Probably not, even if I could get the job done at a deeply discounted price.

Yet most of us probably wouldn't give a second thought to buying a rug made with the delicate, and overworked, hands of children as young as 6. Until recently, it would have been easy to claim ignorance about the pervasive and mostly hidden use of abusive child labor in the handmade carpet business.

No longer. A growing number of designers, importers and retail outlets in the Bay Area, including Keshishian, have linked up with Rugmark, a nonprofit organization that for a decade has been working to get children out of the rug trade. A Rugmark label on a rug certifies that no tiny hands were involved in making it. (For the full list of Bay Area Rugmark outlets, go to www.rugmark.org.)

If you think you got a good deal on a rug, there's a good chance it was produced with the help of poorly paid children, if they were paid at all. Some children work as virtual slaves called "apprentices" in return for one meal a day and a place to sleep. Sometimes, parents accept a fee to "loan" their child to a loom owner.

Today, an estimated 300,000 children are toiling in the rug trade in Pakistan, India and Nepal alone. Those three countries account for half of the $1.2 billion in sales of handmade rugs in the United States.

I can hear the groans now. Free-trade coffee. Dolphin-safe tuna. Now I have to feel guilty about enjoying the rug in my living room?

Well, probably.

Until now, it would have been possible to plead ignorance. But now all we have to do is look for the Rugmark label, which certifies that a rug has not been tainted with child labor. Rugmark inspectors follow up, making unannounced visits to make sure no children have been lured back to the looms.
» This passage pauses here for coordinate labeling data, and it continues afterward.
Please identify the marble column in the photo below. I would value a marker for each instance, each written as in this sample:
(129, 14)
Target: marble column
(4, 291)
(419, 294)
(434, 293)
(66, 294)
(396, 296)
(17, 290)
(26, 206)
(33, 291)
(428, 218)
If necessary, they are "rescued" from servitude and placed in a network of schools, rehabilitation centers and child-care centers Rugmark has set up.

The goal is "not just getting kids off the looms, but turning their lives around as well," explained Avner Lapovsky of Sloan Miyasato at the San Francisco Design Center, which carries rugs with the Rugmark label.

Some of Rugmark's income comes from a small fee paid by exporters and importers totaling 1/2 percent of the retail value of the carpet. That adds negligibly to the cost. "On a $2,000 rug, the cost of making sure kids aren't exploited is about $10," says Nina Smith, executive director of Rugmark USA. Other support comes from foundations such as the Skoll Foundation in Palo Alto, established by Jeffrey Skoll, the founding president of eBay. Last year, Rugmark received one of the foundation's "social entrepreneurship" awards, along with a three-year grant to support its work.

The number of kids in the rug trade has dropped by 70 percent over the past decade. But there's still a long way to go. Last year, rugs with the Rugmark label had a retail value of about $30 million. But that represents only 1 1/2 percent of the handmade-rug market in the United States.

In January, Rugmark launched a national campaign, initially focusing on New York and San Francisco. The goal: to increase rugs with the Rugmark label to 7 percent of the U.S. market over the next three years, and to 15 percent over the next decade. Smith believes that once 15 percent of the rug industry is liberated from child labor that will have a cascading effect on the entire industry. "If we're successful, we'll be able to say that we have literally wiped out child servitude from the rug industry," she said.

Ultimately, it will be up to consumers, such as you and me, to pitch in. The greatest impact, says Stephen Miller, the owner of Stephen Miller Galleries in Menlo Park, "will come from the customer asking for rugs made without child labor."